Querying & Accessing Scholarly Literature Metadata: Using rcrossref, rorcid, and roadoi


Librarians are increasingly called on to gather and analyze metadata from the scholarly literature. This may include understanding open access publishing at their own institutions, publication patterns in specific disciplines or journals, citation analysis, and much more. Software developers have created a number of packages for accessing the scholarly literature in R over the last several years: among them rcrossref, rorcid, and roadoi. These packages make use of the APIs in their respective systems to allow users to execute specific queries, and pull the structured data into R, where it can be reshaped, merged with other data, and analyzed. While some experience with working in R will be helpful, this session will assume no knowledge of R. Therefore the session will begin with a brief introduction to what R is, what it can do, and how to operate in the R Studio environment. In advance of the workshop, attendees will be provided full instructions for installing R and preparing their computers for the session. They will also be provided pre-written R scripts, as well as step-by-step instructions for each section of the course. This will help ease them into using R, and will serve as a resource they can use in the future as they make their own queries.
Three R packages will be introduced that allow us to access the scholarly literature. rcrossref interfaces with the CrossRef API, allowing users to pull article metadata based on DOIs, keywords, funders, authors, and more. This can be immensely powerful for collecting citation data, conducting literature reviews, understanding publication patterns, and more. rorcid interfaces with the ORCID API, allowing users to pull publication data based on a specific ORCID iD, or to input names and other identifying information to find a specific individual’s identifier. Finally, roadoi interfaces with Unpaywall, allowing users to input a set of DOIs and return publication information along with potential locations of open access versions.

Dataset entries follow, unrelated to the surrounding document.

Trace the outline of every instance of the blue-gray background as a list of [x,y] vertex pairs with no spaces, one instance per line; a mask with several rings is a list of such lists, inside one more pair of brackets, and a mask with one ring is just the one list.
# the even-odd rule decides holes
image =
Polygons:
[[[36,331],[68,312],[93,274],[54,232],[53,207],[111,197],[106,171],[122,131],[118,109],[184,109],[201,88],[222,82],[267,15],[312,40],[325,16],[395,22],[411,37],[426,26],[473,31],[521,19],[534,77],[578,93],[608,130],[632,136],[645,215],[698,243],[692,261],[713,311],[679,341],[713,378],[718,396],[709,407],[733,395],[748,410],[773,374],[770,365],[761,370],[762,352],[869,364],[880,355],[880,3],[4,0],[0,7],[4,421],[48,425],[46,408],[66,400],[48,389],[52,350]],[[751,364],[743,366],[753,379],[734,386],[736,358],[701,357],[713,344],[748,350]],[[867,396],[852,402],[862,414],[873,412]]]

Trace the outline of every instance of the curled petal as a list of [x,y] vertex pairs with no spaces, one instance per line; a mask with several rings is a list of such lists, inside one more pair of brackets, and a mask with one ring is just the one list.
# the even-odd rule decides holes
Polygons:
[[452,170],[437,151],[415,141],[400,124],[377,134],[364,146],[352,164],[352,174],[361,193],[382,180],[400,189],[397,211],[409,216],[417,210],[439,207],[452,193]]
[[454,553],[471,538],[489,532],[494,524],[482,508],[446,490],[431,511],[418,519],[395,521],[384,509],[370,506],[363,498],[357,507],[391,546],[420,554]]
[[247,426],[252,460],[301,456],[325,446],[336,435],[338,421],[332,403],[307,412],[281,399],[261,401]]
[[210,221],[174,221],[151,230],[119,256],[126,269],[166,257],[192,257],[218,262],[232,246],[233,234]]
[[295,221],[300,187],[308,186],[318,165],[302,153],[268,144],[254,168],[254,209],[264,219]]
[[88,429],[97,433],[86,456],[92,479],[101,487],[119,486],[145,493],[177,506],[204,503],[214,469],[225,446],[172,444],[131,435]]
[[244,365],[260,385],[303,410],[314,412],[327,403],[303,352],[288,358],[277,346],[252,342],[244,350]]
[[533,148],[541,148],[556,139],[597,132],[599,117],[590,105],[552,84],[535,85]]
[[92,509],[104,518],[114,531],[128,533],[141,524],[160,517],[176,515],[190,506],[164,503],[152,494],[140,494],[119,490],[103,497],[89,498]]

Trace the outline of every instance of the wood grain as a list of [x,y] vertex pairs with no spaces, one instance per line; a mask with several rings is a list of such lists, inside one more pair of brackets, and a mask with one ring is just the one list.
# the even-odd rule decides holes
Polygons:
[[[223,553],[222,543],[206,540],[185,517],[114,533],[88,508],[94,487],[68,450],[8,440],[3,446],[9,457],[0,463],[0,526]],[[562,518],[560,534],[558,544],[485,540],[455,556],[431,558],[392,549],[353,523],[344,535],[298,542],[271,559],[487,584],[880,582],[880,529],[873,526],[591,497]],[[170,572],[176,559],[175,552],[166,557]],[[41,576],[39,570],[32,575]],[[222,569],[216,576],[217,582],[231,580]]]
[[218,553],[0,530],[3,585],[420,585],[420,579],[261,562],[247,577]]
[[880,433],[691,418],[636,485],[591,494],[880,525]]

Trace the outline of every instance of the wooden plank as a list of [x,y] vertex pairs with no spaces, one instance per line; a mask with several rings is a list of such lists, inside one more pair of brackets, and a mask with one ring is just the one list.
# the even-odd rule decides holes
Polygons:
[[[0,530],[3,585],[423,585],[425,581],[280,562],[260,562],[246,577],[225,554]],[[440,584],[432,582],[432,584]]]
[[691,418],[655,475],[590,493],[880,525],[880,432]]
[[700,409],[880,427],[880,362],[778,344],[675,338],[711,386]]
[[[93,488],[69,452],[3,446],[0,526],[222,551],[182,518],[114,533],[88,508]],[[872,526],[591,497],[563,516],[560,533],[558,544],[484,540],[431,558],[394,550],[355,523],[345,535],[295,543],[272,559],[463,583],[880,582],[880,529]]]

By the conclusion of the session, attendees will be able to work with and analyze data in R on a basic level, and will be familiar with some of the major functions in each of the listed packages. On a deeper level, they will have more powerful tools for gathering subsets of the scholarly literature, in clean and structured formats, based on specific parameters.

Furthermore, as the session is designed to provide basic competence in R, attendees will be able to make use of a far more powerful tool than spreadsheet software, such as Excel. As librarians are increasingly required to master and make sense of data, using R provides many more paths for analysis and visualization, and therefore understanding of that data.


Presented by Oklahoma State University, Pre-conference Workshop, at TCDL 2019.